Hopf solitons and Hopf Q-balls on S^3

TL;DR

This paper constructs and analyzes static and time-dependent Hopf solitons and Q-balls on S^3 within various sigma models, revealing new knotted configurations and exact solutions, including topological Q-balls and stationary hopfions.

Contribution

It provides explicit solutions for knotted Hopf solitons and Q-balls on S^3, expanding the understanding of topological solitons in integrable and non-integrable sigma models.

Findings

Explicit static and time-dependent knotted configurations on S^3.

Existence of topological Q-balls in the $CP^1$ model with potential.

Construction of exact static and stationary Hopf solitons in the Faddeev--Niemi model.

Abstract

Field theories with a $S^2$-valued unit vector field living on $S^3 \times \RR$ space-time are investigated.
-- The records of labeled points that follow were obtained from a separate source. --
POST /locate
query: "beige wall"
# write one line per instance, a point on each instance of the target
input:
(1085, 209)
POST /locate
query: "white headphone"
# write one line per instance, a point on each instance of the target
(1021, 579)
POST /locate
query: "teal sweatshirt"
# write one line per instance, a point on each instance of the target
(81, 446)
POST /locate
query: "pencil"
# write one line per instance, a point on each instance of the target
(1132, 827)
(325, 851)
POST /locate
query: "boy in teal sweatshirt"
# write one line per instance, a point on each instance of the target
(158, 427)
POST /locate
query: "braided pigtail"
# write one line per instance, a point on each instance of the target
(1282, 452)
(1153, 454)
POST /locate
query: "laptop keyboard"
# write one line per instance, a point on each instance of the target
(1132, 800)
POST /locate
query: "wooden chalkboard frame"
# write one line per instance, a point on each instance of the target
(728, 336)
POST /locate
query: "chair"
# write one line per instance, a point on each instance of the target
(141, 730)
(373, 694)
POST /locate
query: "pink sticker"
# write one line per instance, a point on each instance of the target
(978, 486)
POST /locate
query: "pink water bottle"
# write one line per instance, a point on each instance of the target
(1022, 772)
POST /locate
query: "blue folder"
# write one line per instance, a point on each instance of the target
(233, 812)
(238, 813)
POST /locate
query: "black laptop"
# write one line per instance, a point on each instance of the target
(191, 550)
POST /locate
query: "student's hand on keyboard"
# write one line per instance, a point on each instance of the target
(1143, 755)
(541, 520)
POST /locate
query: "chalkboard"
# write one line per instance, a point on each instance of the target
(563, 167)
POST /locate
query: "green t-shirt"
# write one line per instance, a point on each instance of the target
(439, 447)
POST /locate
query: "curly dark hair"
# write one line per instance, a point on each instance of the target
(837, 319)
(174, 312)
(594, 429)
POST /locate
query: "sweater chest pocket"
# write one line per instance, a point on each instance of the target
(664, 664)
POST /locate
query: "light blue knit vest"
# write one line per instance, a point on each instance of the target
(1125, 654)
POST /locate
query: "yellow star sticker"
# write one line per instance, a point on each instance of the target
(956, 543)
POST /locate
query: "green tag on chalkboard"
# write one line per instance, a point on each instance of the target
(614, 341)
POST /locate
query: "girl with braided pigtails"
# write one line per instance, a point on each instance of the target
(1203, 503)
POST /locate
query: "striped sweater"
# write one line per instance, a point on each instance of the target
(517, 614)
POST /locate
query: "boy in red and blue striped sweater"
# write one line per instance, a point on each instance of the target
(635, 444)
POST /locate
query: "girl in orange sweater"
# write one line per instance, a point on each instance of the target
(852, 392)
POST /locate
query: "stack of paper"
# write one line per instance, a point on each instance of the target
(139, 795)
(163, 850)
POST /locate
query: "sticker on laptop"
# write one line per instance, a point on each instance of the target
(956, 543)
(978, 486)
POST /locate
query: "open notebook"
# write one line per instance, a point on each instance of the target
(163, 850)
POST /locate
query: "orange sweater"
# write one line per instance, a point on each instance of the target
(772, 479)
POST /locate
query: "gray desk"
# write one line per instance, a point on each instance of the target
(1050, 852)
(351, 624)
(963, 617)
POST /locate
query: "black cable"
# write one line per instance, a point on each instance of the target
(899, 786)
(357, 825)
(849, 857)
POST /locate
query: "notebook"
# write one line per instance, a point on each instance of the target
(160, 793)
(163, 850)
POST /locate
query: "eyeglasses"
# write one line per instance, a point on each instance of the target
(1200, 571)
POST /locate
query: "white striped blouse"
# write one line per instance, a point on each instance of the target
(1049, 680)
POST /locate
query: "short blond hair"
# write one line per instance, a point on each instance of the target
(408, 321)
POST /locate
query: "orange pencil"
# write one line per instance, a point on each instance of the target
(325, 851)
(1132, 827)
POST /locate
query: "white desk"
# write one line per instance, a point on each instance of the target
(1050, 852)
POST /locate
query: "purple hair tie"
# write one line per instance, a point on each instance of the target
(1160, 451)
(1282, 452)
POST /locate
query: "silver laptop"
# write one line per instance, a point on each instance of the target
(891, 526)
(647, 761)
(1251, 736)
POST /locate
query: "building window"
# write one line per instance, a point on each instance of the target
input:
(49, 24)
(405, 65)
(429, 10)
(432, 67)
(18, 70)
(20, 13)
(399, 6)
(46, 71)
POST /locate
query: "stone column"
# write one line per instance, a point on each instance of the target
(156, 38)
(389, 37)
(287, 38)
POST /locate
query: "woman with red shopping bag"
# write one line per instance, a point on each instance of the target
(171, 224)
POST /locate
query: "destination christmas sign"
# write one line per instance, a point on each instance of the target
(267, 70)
The corresponding eikonal equation, which is known to provide an integrable sector for various sigma models in different spaces, is solved giving static as well as time-dependent multiply knotted configurations on $S^3$ with arbitrary values of the Hopf index. Using these results, we then find a set of hopfions with topological charge $Q_H=m^2$, $m \in \mathbf{Z}$, in the integrable subsector of the pure $CP^1$ model. In addition, we show that the $CP^1$ model with a potential term provides time-dependent solitons. In the case of the so-called "new baby Skyrme" potential we find, e.g., exact stationary hopfions, i.e., topological $Q$-balls. Our results further enable us to construct exact static and stationary Hopf solitons in the Faddeev--Niemi model with or without the new baby Skyrme potential. Generalizations for a large class of models are also discussed.